Il trasferimento di sede deciso dal Gup di Roma, Lorenzo Ferri, mette in “stand by” anche il ruolo di Banca Intesa. Nei mesi scorsi Ferri aveva accolto la richiesta delle parti civili di chiamare Intesa a rispondere dei danni derivanti dalle gestioni precedenti di Veneto Banca (non così era accaduto nel procedimento parallelo a carico di Popolare di Vicenza, in cui invece la Procura della città berica aveva escluso responsabilità dell’istituto torinese): lo scorso martedì il Gup romano doveva pronunciarsi sulle eccezioni con cui Intesa chiedeva di essere esclusa come responsabile, ma il trasferimento ha di fatto reso impossibile una decisione su questo punto (che dovrà dirimere Treviso). Punto che per i risparmiatori resta fondamentale, anche se un atto formale firmato a gennaio tra Banca Intesa e i commissari liquidatori della Lca avrebbe decretato che l’onere di far fronte alle cause sarebbe in ogni caso della società liquidatrice, pena la vanificazione del contratto stesso con cui Intesa ha acquistato le due banche venete. Gli avvocati veneti promettono comunque battaglia, in virtù del fatto che la decisione iniziale del Gup Ferri è stata messa agli atti e ha già prodotto conseguenze – ad un ex socio di Bassano del Grappa è stato permesso da un giudice civile di continuare la causa nei confronti di Banca Intesa.

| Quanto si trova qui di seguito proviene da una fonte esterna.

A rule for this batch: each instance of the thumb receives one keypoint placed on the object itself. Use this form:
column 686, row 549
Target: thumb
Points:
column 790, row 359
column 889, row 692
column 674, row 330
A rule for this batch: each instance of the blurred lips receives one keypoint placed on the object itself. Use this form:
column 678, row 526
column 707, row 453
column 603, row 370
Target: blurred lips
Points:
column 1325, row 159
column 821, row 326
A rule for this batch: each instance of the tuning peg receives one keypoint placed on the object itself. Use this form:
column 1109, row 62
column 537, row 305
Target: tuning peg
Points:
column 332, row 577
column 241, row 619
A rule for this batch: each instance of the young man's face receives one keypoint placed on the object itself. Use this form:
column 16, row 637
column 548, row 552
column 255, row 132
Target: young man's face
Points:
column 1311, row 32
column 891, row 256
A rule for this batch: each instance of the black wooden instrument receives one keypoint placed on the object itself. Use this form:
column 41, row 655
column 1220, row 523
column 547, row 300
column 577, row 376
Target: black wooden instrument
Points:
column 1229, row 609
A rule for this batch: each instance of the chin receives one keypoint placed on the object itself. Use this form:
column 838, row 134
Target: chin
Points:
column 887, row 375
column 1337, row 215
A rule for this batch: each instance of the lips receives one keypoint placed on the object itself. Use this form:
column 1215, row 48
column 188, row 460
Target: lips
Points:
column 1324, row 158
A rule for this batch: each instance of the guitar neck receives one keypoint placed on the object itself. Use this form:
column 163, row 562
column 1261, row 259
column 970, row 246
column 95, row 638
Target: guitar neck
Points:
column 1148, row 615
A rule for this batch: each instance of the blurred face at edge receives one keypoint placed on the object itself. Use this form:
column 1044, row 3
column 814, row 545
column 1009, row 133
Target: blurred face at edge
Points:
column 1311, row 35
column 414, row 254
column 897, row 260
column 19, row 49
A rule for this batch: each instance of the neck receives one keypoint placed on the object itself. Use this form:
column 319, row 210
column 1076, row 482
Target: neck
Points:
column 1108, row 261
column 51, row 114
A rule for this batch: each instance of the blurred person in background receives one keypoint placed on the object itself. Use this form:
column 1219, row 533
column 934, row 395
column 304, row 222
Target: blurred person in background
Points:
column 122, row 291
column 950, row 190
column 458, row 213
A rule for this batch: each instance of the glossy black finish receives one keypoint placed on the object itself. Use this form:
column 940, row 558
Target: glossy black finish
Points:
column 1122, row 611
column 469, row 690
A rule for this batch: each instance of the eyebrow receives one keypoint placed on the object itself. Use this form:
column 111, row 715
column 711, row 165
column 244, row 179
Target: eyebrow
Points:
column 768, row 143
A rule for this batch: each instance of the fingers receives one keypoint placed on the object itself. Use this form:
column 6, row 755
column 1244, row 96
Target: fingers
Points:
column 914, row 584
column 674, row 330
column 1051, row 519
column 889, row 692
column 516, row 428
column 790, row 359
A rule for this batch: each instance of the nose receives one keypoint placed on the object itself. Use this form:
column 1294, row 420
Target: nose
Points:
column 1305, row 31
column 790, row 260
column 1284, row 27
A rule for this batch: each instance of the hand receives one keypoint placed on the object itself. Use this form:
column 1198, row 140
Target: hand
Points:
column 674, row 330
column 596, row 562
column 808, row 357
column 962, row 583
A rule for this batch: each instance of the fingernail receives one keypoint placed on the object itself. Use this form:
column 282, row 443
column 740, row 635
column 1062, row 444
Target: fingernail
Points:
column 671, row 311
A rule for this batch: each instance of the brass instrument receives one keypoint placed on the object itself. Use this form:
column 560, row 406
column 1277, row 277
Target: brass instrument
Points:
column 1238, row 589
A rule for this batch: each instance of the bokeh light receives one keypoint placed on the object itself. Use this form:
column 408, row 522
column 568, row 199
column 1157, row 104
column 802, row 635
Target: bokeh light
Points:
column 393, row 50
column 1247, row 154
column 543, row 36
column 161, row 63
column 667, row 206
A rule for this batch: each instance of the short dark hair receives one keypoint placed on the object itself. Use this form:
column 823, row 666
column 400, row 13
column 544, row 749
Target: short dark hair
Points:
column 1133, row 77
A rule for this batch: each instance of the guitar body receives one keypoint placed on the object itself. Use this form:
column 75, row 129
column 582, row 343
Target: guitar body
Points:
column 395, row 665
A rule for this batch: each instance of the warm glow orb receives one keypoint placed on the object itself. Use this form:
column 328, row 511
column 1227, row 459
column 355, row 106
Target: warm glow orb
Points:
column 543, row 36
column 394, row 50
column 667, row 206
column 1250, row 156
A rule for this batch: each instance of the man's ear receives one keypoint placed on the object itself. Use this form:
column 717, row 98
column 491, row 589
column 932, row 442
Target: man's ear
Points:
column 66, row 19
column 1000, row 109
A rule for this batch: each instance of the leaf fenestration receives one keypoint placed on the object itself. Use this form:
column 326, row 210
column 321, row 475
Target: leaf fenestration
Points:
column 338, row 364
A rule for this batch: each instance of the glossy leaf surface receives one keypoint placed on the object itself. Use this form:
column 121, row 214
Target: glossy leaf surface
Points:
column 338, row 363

L’altro fronte processuale, cioè quello che riguarda Banca Popolare di Vicenza, prosegue intanto il suo cammino. Anche in questo caso i tronconi di indagine sono due: quello più recente riguarda il presunto ostacolo messo in atto nei confronti di Consob, Banca d’Italia e Bce, ed è quello nell’ambito del quale è stato eseguito il sequestro preventivo di 106 milioni di euro su un conto corrente depositato a Milano. L’altro filone riguarda le accuse di aggiotaggio, ostacolo alla vigilanza e falso in prospetto. A dare speranza ai risparmiatori azzerati sono, qui, i sequestri che in questi giorni sono scattati ai danni di Gianni Zonin; si tratta di sigilli a beni mobili nelle ville dell’ex presidente della BpVi per circa 20 milioni, somma che rientra nel via libera a sequestri conservativi per 250 milioni a carico di tutti gli imputati. La Procura teme che il patrimonio possa essere disperso, ceduto o donato, e congela i beni non solo per le spese processuali ma anche, alla fine del processo, per i risarcimenti. Il 21 aprile il Gup di Vicenza Roberto Venditti sarà chiamato a decidere sull’unificazione dei due tronconi d’indagine.